Ich hab ein paar Test gelesen wo er ganz gut abgeschnitten hat. Mir ist wichtig dass er OC bis 4.0 ghz mitnacht und dabei möglichst leise ist.
Das Aussehen ist mir auch sehr wichtig, warum die Entscheidung schlussendlich auf diesen Lüfter gefallen ist, da mir die anderen zu klobig aussehen. Außerdem gefällt es mir besser wenn der CPU Kühler nur 1 Fan hat.

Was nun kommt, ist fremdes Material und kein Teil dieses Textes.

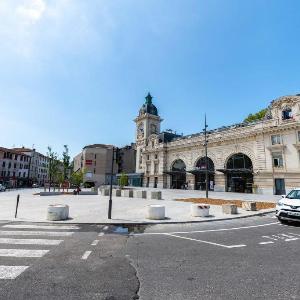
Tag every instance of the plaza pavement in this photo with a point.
(93, 209)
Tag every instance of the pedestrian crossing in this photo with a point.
(18, 240)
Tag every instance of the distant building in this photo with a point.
(38, 166)
(258, 157)
(96, 161)
(14, 168)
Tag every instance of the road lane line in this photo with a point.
(22, 253)
(11, 272)
(206, 242)
(209, 230)
(86, 254)
(21, 226)
(95, 243)
(30, 241)
(266, 243)
(46, 233)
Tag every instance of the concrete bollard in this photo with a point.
(127, 193)
(141, 194)
(156, 195)
(230, 209)
(117, 192)
(105, 192)
(156, 212)
(57, 212)
(200, 210)
(248, 205)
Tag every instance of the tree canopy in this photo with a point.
(257, 116)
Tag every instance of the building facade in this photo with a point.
(14, 168)
(96, 161)
(258, 157)
(38, 165)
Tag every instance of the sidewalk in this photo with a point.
(93, 209)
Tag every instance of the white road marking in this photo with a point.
(11, 272)
(294, 239)
(210, 230)
(21, 226)
(206, 242)
(30, 241)
(46, 233)
(86, 254)
(266, 243)
(95, 243)
(22, 253)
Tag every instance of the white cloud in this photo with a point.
(31, 10)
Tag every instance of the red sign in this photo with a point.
(88, 162)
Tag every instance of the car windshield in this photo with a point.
(294, 195)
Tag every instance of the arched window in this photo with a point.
(287, 114)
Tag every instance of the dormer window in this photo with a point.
(287, 114)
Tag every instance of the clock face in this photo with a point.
(141, 129)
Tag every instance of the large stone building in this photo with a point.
(14, 168)
(96, 161)
(259, 157)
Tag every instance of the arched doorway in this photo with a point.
(178, 174)
(200, 174)
(239, 174)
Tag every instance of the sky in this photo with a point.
(76, 72)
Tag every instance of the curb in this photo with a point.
(149, 223)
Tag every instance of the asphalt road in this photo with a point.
(253, 258)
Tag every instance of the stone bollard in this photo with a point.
(156, 212)
(127, 193)
(105, 192)
(141, 194)
(248, 205)
(200, 210)
(230, 209)
(57, 212)
(156, 195)
(117, 192)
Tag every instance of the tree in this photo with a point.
(53, 167)
(66, 162)
(77, 178)
(123, 181)
(257, 116)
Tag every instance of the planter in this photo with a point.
(57, 212)
(230, 209)
(156, 212)
(127, 193)
(156, 195)
(248, 205)
(140, 194)
(200, 210)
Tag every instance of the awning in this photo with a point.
(197, 171)
(236, 171)
(175, 172)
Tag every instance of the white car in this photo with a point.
(288, 208)
(2, 188)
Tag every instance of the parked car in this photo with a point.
(288, 208)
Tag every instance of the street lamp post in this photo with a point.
(206, 159)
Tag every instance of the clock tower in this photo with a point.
(147, 123)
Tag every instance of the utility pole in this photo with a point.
(114, 150)
(206, 160)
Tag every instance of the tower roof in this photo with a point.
(148, 107)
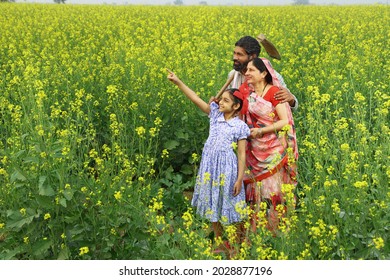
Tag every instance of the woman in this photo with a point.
(272, 152)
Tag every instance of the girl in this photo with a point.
(219, 191)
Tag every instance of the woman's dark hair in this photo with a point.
(236, 100)
(259, 64)
(249, 44)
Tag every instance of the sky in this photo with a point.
(216, 2)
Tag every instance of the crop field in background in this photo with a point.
(98, 151)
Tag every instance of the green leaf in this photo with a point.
(44, 201)
(25, 220)
(39, 248)
(68, 194)
(18, 176)
(44, 190)
(63, 202)
(171, 144)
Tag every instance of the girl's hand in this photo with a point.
(172, 77)
(237, 188)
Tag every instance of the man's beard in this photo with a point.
(240, 66)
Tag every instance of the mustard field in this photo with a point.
(99, 152)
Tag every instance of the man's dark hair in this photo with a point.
(249, 44)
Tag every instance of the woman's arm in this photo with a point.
(281, 110)
(189, 92)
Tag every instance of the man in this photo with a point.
(245, 50)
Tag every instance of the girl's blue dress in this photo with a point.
(213, 193)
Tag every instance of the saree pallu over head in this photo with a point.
(274, 151)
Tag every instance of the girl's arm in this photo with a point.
(281, 110)
(241, 166)
(189, 92)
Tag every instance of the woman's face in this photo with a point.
(253, 75)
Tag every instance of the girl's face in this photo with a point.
(226, 104)
(253, 75)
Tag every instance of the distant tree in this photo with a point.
(301, 2)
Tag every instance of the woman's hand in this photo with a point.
(237, 188)
(256, 133)
(172, 77)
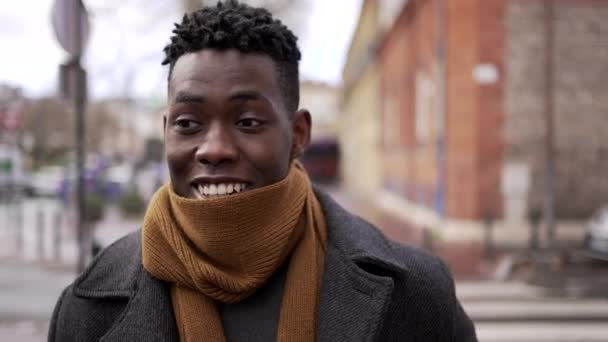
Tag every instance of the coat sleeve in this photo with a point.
(53, 334)
(463, 329)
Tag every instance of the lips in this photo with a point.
(217, 189)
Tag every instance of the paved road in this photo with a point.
(518, 312)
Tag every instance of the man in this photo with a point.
(239, 246)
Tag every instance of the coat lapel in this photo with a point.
(353, 301)
(148, 316)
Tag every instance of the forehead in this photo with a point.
(214, 70)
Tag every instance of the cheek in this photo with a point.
(271, 156)
(177, 157)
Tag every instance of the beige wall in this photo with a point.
(359, 136)
(580, 74)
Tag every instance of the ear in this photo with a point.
(301, 127)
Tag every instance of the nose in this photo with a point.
(217, 147)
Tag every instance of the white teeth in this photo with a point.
(221, 189)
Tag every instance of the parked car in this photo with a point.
(596, 236)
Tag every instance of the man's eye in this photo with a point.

be quiet! Dark Rock Advanced C1 (BK014) Preisvergleich | Geizhals Österreich

LG

edit: hab noch vergessen zu Fragen: benötige ich dazu noch eine Wärmeleitpaste ? oder sind die bei einem neuen Lüfter dabei und auch gut?


----------



## Rindfleisch3 (19. August 2013)

der pc-nutzer schrieb:


> einer der stärksten luftkühler ist jener: Thermalright Silver Arrow SB-E Special Edition Preisvergleich | Geizhals Deutschland



Habe ich auch in kombi mit 4770k. Kann mich nicht beklagen. kühl sehr gut und ist leise.
Musst nur die Grösse beachten


----------



## der pc-nutzer (19. August 2013)

der dark rock ist ok. oder jener: be quiet! Shadow Rock 2 SR1 (BK013) Preisvergleich | Geizhals Österreich


----------



## henderson m. (21. August 2013)

Hallo eine kurze Frage noch:

Bei diesem ( http://geizhals.at/be-quiet-dark-rock-advanced-c1-bk014-a598939.html ) Lüfter ist folgende Wärmeleitpaste dabei: Shin-Etsu X-23-7762; Menge: 2g

ist die gut und empfehlenswert, oder sollte ich für meinen i7 4770k auf Arctic Silver ausweichen?


----------



## henderson m. (26. August 2013)

siehe oben - siehe oben siehe oben - siehe oben siehe oben - siehe oben

<----- hallo leute könnt ihr mir noch mit meiner Frage helfen ? Danke!    <-----


----------